The debate is as old as physical competition. Are stars like
Usain Bolt, Michael Phelps, and Serena Williams genetic
freaks put on Earth to dominate their respective sports? Or
are they simply normal people who overcame their biological
limits through sheer force of will and obsessive
training?
The truth is far messier than a simple dichotomy between
nature and nurture. In the decade since the sequencing of the
human genome, researchers have slowly begun to uncover how
the relationship between biological endowments and a
competitor’s training environment affects athleticism. Sports
scientists have gradually entered the era of modern genetic
research.
In this controversial and engaging exploration of athletic
success,
Sports Illustrated senior writer David
Epstein tackles the great nature vs. nurture debate and
traces how far science has come in solving this great riddle.
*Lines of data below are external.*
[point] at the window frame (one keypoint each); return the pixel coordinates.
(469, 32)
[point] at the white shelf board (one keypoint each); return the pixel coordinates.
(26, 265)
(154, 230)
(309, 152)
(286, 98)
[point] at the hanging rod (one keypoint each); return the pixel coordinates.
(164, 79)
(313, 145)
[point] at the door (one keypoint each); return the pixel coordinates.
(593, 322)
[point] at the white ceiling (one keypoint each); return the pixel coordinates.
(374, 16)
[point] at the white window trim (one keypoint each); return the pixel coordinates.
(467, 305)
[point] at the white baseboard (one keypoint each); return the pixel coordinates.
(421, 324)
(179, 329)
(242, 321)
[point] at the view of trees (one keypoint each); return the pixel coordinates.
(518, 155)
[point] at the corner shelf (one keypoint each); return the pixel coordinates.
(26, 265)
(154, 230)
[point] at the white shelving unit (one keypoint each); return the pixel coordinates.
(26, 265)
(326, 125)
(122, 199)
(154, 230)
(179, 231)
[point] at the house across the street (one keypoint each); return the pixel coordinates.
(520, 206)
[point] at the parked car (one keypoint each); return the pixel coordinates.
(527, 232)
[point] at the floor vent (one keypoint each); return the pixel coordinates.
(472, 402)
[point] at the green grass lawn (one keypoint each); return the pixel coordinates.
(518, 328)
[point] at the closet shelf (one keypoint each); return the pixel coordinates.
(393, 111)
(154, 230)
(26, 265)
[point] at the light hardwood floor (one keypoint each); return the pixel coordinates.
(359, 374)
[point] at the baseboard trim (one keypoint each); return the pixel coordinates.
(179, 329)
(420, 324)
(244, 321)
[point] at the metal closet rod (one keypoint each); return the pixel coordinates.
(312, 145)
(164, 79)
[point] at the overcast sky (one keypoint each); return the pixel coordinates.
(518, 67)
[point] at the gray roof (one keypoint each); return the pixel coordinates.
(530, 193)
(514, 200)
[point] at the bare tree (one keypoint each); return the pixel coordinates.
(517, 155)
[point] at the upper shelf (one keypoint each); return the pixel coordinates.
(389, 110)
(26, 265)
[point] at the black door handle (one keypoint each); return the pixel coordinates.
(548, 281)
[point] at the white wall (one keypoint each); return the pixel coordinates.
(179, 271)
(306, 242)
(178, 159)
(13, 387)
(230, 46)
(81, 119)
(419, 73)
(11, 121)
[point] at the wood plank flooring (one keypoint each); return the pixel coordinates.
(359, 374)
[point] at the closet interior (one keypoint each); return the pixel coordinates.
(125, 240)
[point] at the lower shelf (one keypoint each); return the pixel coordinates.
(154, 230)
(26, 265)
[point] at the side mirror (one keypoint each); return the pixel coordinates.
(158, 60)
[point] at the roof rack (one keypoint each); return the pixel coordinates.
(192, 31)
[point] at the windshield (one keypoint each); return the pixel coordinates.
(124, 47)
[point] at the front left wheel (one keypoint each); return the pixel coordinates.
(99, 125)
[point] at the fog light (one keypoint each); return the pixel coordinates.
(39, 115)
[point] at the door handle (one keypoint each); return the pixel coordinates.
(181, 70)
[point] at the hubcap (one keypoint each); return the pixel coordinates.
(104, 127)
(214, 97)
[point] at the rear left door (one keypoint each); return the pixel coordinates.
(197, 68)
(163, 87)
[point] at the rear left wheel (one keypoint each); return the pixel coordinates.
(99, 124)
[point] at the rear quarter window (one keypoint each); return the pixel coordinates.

He investigates the so-called 10,000-hour rule to uncover
whether rigorous and consistent practice from a young age is
the only route to athletic excellence.
Along the way, Epstein dispels many of our perceptions about
why top athletes excel. He shows why some skills that we
assume are innate, like the bullet-fast reactions of a
baseball or cricket batter, are not, and why other
characteristics that we assume are entirely voluntary, like
an athlete’s will to train, might in fact have important
genetic components.
This subject necessarily involves digging deep into sensitive
topics like race and gender. Epstein explores controversial
questions such as:
- Are black athletes genetically predetermined to
dominate both sprinting and distance running, and are their
abilities influenced by Africa’s geography?
- Are there genetic reasons to separate male and female
athletes in competition?
- Should we test the genes of young children to determine
if they are destined for stardom?
- Can genetic testing determine who is at risk of injury,
brain damage, or even death on the field?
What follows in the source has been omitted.